The team's coach and coxswain was named MaryJane, MJ for short. A woman in her fifties who was in incredible shape, she shook Dylan's hand so vigorously Dylan continued vibrating afterward. MJ expressed excitement at Dylan's having joined the team at the moment they needed her most. Dylan still said very little, getting by with an attempt at a smile.

  After the introductions, the women scattered to a long line of machines along the back of the gym.

  MJ guided Dylan to a machine on the end of the line. She demonstrated how to erg, showing her the steps on a neighboring machine, going through them slowly. Dylan only had to do the motion once before she understood, her body falling into an immediate rhythm.

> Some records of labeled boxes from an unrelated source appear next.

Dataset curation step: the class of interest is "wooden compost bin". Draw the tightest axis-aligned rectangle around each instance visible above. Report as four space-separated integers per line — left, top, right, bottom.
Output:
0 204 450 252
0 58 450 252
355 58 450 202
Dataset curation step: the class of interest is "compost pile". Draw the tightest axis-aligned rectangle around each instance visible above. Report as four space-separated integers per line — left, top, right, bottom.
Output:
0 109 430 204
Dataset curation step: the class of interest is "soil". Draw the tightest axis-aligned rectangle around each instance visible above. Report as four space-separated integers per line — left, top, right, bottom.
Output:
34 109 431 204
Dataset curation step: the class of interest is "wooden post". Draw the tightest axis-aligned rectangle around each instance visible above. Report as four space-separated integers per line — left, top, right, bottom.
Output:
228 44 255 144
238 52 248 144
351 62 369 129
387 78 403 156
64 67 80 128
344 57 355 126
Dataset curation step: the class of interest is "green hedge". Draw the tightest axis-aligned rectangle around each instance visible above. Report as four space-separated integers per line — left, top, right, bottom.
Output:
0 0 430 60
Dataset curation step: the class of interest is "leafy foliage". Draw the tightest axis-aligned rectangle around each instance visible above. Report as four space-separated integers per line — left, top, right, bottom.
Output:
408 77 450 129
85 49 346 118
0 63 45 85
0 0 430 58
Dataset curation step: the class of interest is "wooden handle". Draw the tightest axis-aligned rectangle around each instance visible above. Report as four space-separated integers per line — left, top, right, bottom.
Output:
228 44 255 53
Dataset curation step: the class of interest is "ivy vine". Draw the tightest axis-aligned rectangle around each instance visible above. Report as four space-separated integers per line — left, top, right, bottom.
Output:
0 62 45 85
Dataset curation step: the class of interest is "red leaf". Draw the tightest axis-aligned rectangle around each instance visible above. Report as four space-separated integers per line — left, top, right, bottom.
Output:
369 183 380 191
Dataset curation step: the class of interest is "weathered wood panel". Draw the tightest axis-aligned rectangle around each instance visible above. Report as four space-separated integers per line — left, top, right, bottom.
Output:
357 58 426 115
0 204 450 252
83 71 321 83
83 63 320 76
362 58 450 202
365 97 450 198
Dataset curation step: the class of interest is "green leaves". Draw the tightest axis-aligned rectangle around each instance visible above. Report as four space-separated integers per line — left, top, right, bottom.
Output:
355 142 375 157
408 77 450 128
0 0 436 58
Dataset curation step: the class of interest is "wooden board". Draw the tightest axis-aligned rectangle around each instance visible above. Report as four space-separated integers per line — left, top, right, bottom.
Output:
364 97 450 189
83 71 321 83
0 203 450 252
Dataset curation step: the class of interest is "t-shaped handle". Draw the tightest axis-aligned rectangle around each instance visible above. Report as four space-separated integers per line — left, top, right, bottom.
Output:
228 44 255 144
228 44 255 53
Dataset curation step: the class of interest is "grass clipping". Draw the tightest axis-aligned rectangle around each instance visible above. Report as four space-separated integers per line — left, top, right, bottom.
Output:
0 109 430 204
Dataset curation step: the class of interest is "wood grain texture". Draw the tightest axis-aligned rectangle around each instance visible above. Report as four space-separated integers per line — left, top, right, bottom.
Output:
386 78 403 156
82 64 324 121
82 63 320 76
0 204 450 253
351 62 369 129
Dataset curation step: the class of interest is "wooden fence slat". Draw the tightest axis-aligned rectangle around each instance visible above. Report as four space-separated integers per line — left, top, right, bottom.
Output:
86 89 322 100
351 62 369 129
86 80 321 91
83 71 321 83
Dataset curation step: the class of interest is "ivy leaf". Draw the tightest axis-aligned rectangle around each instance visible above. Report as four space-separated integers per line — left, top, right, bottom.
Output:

  "Have you done this before?" MJ asked.

  "No," Dylan said.

  "Well, your form is perfect. Keep doing that for a little while to warm up, and I'll be back later to do a test with you."

  Skylar took MJ's vacated machine, talking to one of the twins on the other side of her about someone she had met at The Snuggery and how they would just be perfect together. Dylan's focus shifted to the movements of her body. Bend and push with the knees, lean back and pull with the arms. Bend, push with the knees, lean back and pull with the arms.

  Within a few pulls, Dylan found a rhythm. The world narrowed around her, and all she heard was the whirl of the wheel in the machine. Her breath started to sync with the whirl, creating something akin to music. Her muscles stretched and wakened. Dormant for so long, they protested the strain. But after their initial cries, after a moment where Dylan thought she couldn't go on any longer, they too settled into the rhythm.

  Dylan bent and she pushed and she leaned and she pulled, on and on, until she couldn't push one more time. Only then did she stop, and when she did, she realized Sky had stopped as well. Her friend's eyebrows were raised, her arms crossed.